The Securities Exchange Act requires credit rating agencies to retain all internal and external communications received and sent by the agencies, and by their employees, that are related to rating activities. The SEC found that the firms violated these recordkeeping provisions, according to a Sept. 3 statement.
Employees at Moody’s were found to have communicated through their personal mobile devices using messaging platforms such as WhatsApp, according to an SEC order.
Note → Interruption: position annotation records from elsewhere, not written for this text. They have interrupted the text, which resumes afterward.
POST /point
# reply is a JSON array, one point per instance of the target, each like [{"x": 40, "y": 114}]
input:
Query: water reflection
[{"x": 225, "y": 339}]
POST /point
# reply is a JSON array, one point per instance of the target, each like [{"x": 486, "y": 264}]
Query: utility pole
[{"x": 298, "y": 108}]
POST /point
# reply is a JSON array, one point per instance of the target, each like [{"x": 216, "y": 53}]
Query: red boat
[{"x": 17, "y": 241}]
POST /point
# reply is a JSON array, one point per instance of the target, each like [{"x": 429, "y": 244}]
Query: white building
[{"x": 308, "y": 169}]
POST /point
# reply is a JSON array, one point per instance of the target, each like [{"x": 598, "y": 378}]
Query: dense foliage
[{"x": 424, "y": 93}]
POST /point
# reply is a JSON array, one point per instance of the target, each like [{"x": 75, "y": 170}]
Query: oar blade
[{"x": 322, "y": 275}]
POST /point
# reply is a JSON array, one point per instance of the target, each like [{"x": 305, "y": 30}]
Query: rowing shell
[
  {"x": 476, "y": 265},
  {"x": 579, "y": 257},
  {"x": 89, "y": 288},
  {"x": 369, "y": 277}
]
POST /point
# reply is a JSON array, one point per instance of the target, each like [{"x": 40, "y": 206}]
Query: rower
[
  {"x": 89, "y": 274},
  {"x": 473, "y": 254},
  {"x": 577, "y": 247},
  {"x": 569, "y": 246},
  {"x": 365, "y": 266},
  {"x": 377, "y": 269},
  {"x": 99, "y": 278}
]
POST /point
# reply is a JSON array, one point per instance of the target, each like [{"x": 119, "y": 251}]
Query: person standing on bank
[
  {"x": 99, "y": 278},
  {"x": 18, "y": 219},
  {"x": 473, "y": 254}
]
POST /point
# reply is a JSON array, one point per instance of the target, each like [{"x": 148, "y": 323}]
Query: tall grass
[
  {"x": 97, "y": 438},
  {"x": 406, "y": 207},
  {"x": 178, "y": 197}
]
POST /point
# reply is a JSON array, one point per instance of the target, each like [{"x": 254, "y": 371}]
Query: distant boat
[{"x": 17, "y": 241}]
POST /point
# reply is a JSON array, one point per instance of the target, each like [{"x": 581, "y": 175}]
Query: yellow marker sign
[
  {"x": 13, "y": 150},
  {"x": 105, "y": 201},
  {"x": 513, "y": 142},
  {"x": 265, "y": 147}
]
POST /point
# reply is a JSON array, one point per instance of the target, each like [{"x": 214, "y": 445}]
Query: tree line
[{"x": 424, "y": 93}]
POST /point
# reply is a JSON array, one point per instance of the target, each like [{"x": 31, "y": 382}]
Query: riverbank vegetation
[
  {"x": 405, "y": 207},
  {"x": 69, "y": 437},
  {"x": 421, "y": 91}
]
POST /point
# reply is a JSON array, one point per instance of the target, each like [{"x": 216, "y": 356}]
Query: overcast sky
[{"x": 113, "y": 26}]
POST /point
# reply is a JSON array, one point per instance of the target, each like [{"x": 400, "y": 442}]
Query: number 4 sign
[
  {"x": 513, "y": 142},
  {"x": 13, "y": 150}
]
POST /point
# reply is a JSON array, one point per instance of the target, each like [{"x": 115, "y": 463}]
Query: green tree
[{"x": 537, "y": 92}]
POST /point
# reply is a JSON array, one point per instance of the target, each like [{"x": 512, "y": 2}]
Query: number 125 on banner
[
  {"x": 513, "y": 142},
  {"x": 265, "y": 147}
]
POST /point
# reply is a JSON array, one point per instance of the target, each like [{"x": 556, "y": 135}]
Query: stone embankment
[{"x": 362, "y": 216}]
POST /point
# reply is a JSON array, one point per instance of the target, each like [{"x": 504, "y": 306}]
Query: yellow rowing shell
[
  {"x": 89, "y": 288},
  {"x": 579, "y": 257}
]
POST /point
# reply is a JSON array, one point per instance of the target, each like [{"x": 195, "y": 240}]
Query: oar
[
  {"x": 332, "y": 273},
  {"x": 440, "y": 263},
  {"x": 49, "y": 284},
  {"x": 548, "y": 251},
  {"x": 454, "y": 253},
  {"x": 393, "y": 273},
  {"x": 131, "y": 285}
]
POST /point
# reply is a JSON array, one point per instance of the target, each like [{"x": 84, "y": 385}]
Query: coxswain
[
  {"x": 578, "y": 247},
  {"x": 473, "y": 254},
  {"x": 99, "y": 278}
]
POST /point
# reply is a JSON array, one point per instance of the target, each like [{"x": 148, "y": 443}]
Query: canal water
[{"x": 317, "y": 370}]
These messages included discussions about initiating, determining, maintaining, monitoring, changing, or withdrawing a credit rating.
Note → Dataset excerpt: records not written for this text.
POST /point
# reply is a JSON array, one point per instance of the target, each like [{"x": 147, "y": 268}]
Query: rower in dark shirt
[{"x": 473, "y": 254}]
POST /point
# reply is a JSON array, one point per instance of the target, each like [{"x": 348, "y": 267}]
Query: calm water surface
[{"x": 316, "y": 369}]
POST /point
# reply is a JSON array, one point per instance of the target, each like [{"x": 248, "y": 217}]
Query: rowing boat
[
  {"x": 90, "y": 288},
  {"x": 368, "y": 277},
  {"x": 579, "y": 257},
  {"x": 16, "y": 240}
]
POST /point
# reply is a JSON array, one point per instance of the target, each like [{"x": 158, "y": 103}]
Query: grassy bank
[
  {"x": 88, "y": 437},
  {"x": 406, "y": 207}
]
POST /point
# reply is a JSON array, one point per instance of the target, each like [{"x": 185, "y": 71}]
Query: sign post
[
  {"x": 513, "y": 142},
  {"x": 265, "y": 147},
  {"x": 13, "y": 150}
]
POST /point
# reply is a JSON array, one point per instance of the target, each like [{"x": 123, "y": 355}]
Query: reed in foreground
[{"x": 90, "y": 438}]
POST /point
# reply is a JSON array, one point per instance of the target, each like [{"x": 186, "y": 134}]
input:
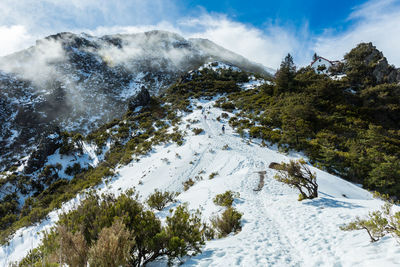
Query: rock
[
  {"x": 47, "y": 146},
  {"x": 274, "y": 165},
  {"x": 140, "y": 100}
]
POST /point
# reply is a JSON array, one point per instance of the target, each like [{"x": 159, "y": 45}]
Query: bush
[
  {"x": 113, "y": 247},
  {"x": 197, "y": 131},
  {"x": 378, "y": 223},
  {"x": 187, "y": 184},
  {"x": 296, "y": 174},
  {"x": 185, "y": 233},
  {"x": 74, "y": 169},
  {"x": 225, "y": 199},
  {"x": 212, "y": 175},
  {"x": 74, "y": 247},
  {"x": 228, "y": 222},
  {"x": 110, "y": 231},
  {"x": 158, "y": 200}
]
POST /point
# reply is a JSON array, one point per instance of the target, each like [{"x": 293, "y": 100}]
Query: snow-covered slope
[{"x": 277, "y": 229}]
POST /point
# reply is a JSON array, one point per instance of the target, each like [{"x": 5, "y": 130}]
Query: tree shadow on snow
[{"x": 323, "y": 202}]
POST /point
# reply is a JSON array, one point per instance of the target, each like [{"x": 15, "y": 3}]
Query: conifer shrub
[
  {"x": 228, "y": 222},
  {"x": 74, "y": 169},
  {"x": 225, "y": 147},
  {"x": 187, "y": 184},
  {"x": 225, "y": 199},
  {"x": 224, "y": 115},
  {"x": 197, "y": 131},
  {"x": 113, "y": 247},
  {"x": 159, "y": 200},
  {"x": 73, "y": 247},
  {"x": 296, "y": 174},
  {"x": 110, "y": 231},
  {"x": 185, "y": 233},
  {"x": 212, "y": 175},
  {"x": 378, "y": 223}
]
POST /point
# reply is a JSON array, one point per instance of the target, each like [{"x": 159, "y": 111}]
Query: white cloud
[
  {"x": 377, "y": 22},
  {"x": 14, "y": 38},
  {"x": 267, "y": 47}
]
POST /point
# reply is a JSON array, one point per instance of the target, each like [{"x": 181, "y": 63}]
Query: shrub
[
  {"x": 158, "y": 200},
  {"x": 113, "y": 247},
  {"x": 185, "y": 233},
  {"x": 74, "y": 169},
  {"x": 110, "y": 231},
  {"x": 212, "y": 175},
  {"x": 378, "y": 223},
  {"x": 225, "y": 199},
  {"x": 224, "y": 115},
  {"x": 74, "y": 247},
  {"x": 228, "y": 222},
  {"x": 197, "y": 131},
  {"x": 187, "y": 184},
  {"x": 296, "y": 174}
]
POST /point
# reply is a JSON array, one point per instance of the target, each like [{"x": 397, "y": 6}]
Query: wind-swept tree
[{"x": 284, "y": 78}]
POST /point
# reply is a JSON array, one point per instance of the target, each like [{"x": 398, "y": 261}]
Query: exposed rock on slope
[{"x": 77, "y": 82}]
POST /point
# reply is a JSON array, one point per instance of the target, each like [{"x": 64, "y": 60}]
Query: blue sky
[
  {"x": 318, "y": 14},
  {"x": 263, "y": 31}
]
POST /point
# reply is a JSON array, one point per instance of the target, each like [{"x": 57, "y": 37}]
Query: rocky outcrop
[
  {"x": 369, "y": 66},
  {"x": 140, "y": 100}
]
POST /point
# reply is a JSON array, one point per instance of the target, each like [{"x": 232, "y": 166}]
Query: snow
[
  {"x": 253, "y": 83},
  {"x": 277, "y": 229},
  {"x": 217, "y": 65}
]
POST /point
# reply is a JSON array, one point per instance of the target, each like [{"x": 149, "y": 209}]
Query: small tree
[
  {"x": 228, "y": 222},
  {"x": 73, "y": 247},
  {"x": 296, "y": 174},
  {"x": 113, "y": 247},
  {"x": 284, "y": 77},
  {"x": 225, "y": 199},
  {"x": 378, "y": 223},
  {"x": 158, "y": 200},
  {"x": 184, "y": 232}
]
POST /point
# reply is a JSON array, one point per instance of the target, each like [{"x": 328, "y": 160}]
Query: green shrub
[
  {"x": 378, "y": 223},
  {"x": 74, "y": 169},
  {"x": 228, "y": 222},
  {"x": 197, "y": 131},
  {"x": 212, "y": 175},
  {"x": 296, "y": 174},
  {"x": 110, "y": 231},
  {"x": 187, "y": 184},
  {"x": 225, "y": 199},
  {"x": 158, "y": 200}
]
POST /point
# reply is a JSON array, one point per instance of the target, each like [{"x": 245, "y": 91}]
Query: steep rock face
[
  {"x": 369, "y": 61},
  {"x": 77, "y": 82}
]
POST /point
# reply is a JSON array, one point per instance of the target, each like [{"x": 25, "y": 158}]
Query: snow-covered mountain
[
  {"x": 277, "y": 229},
  {"x": 71, "y": 82}
]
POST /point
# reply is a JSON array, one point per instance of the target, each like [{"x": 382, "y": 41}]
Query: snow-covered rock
[{"x": 277, "y": 229}]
Moody’s “failed to maintain or preserve messages concerning Credit Rating Activities” as required by law, the SEC concluded.
The agencies “agreed to pay combined civil penalties of more than $49 million and have begun implementing improvements to their compliance policies and procedures to address these violations,” the statement said.
Moody’s and S&P Global Ratings will pay $20 million each in civil penalties, while Fitch Ratings will pay $8 million, AM Best $1 million, HR Ratings de Mexico $250,000, and Demotech $100,000. In addition to the penalties, the agencies were ordered to never violate the provisions in the future.
In an emailed statement to The Epoch Times, AM Best said it was pleased the matter was resolved.
“AM Best places great importance on our regulatory responsibilities and remains committed to the integrity of our ratings process and high-quality independent credit ratings,” it stated.
S&P Global said that the SEC order on the issue recognized the rating agency’s “remedial acts and its cooperation with the SEC staff,” according to a Sept. 3 statement.
Compliance Efforts
Barring AM Best and Demotech, the remaining four agencies are required to retain compliance consultants, according to the terms of the settlement.AM Best and Demotech had “engaged in significant efforts” to adhere to recordkeeping requirements early on and also cooperated with SEC investigations, and as a result were both exempted from having to retain a compliance consultant, the SEC stated.
“We have seen repeatedly that failures to maintain and preserve required records can hinder the staff’s ability to ensure that firms are complying with their obligations and the Commission’s ability to hold accountable those that fall short of those obligations, often at the expense of investors,” said Sanjay Wadhwa, deputy director of the SEC’s Division of Enforcement.
“In today’s actions, the Commission once again makes clear that there are tangible benefits to firms that make significant efforts to comply and otherwise cooperate with the staff’s investigations.”
Doubts have been cast in past years on the value provided by credit rating agencies.
In 2008, during the financial crisis, major credit agencies failed to identify and warn markets and the public about the risks of instruments such as mortgage-backed securities.
“The motivation to avoid high-profile failures has given way to signs that rating agencies are acting more defensively today than before the crisis, delivering more accurate and relevant ratings for investors,” a post about the study noted.